For the first six months of this year, a total of 35,888 vehicles were stolen nationwide leading to a whopping RM357mil in losses. Last year, 64,274 cases were reported stolen with losses amounting to RM753mil.

For the first six months of the year, two hundred vehicles were reported stolen nationwide every day with motorcycle thefts topping the list at 28,096 cases.

This was followed by car and van/lorry thefts – 4,756 and 3,036 cases respectively.

Federal CID principal assistant director for intelligence Asst Comm Abdul Halim Abdullah said the crime index was considered high because of vehicle thefts.

“Vehicle thefts contributed 41% and 45% to the country’s overall crime index last year and the first half of this year respectively,” he said in an interview.

According to him, syndicate members generally use land and sea routes to smuggle stolen vehicles from Malaysia to neighbouring countries and other parts of the world.

“The two ports most often used to ship out stolen vehicles are Port Klang and Tanjung Pelepas Port.

“And the coastal areas of Port Dickson and Banting are the most common exit points for smuggling motorcycles by boat to Indonesia,” he said.

He added that cars were also driven into Thailand via the northern states, and to Singapore, from which many were then shipped to Sarawak and various parts of Indone-sia.

On the operations of vehicle theft syndicates, ACP Abdul Halim said: “It only takes them 30 seconds to steal a motorcycle, three to five minutes to steal a car, even if it has a steering lock, and 30 minutes to cannibalise a car.”

Police intelligence, he said, had revealed that all major syndicates were well financed, with members often driving stolen vehicles straight to the warehouses after a theft.

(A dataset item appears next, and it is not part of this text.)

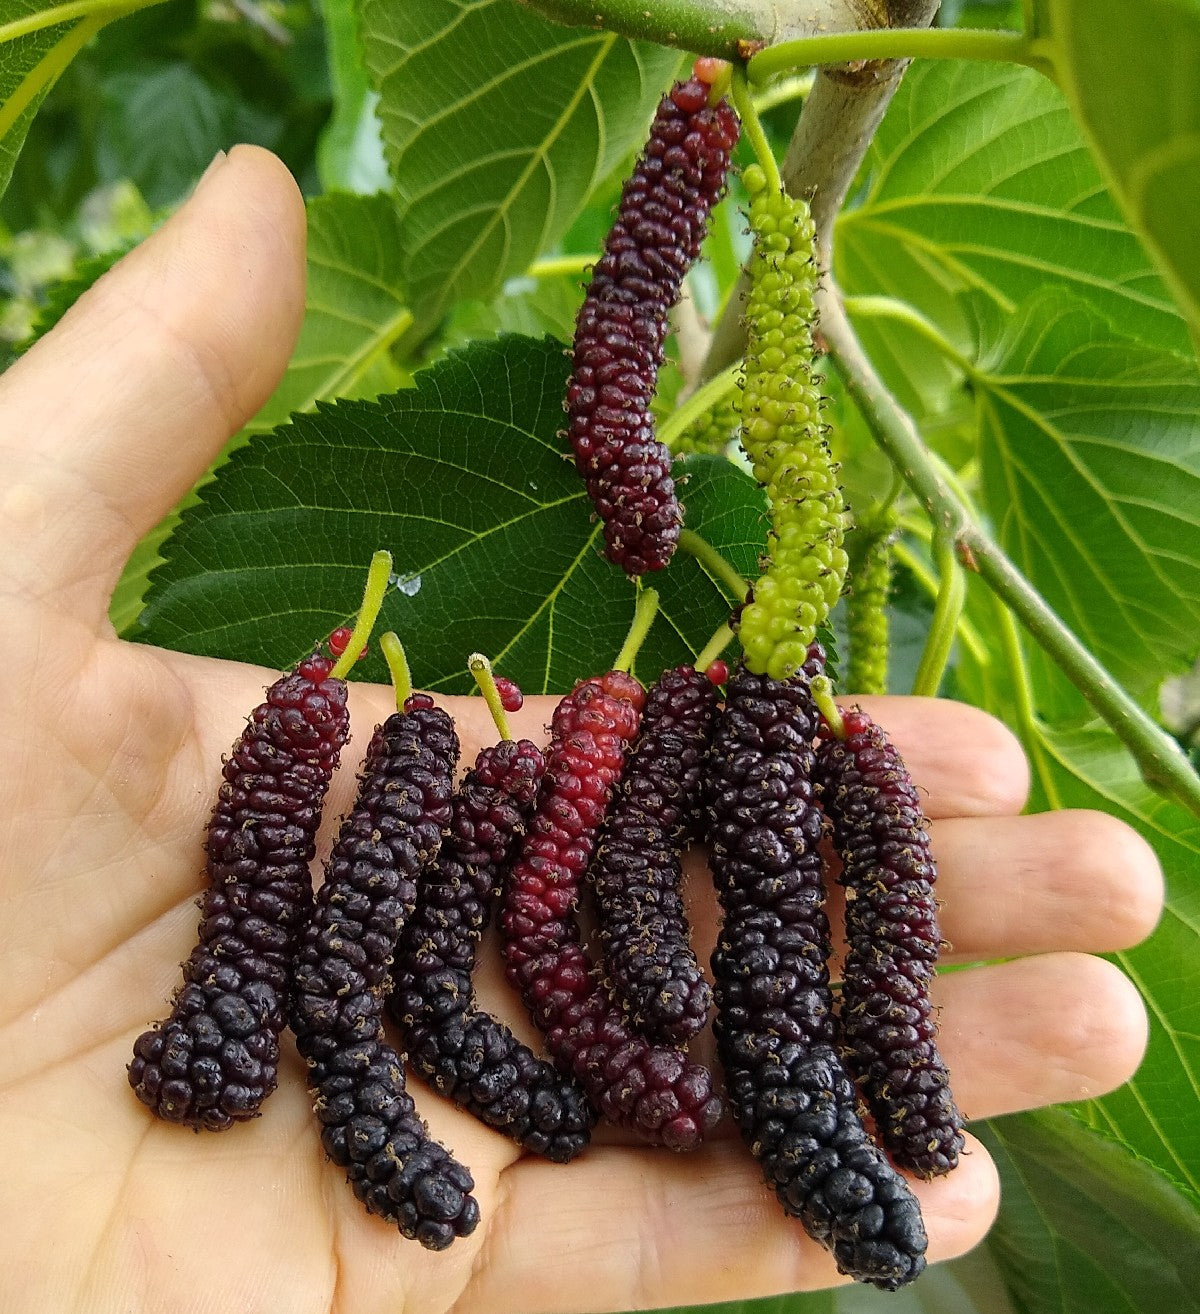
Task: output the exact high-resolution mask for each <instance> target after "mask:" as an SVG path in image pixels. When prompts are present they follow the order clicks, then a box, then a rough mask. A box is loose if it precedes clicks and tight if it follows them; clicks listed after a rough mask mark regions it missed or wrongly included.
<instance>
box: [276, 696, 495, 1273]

“At the warehouse, they may decide to paint the vehicle as well as alter the chassis number and registration before driving the ‘new’ vehicle to the border.

“Other vehicles are shipped out in containers with the help of forwarding companies,” he said.

ACP Abdul Halim noted that the large number of vehicle thefts was due to the high demand for stolen vehicles both locally and in certain countries such as Thailand, Indonesia and Singapore.

Citing an example, he said: “The market value for a new Mercedes Benz is above RM300,000 but syndicate members normally sell this car for as low as RM50,000.”

He added that vehicles stolen in states near the borders were often driven out of the country immediately.

“If a vehicle theft is reported to the police a few hours after the actual crime, how are we going to send an alert to the border? By then, the vehicle is already out of the country,” he said.

It was also difficult, he said, to prevent vehicles from being shipped out in containers

“For the moment, there is no method that enables Customs officers to inspect each and every container,” he said.

On efforts made to recover stolen vehicles, he said once they had been smuggled out of the country, the police had little success due to lack of cooperation from their foreigner counterparts.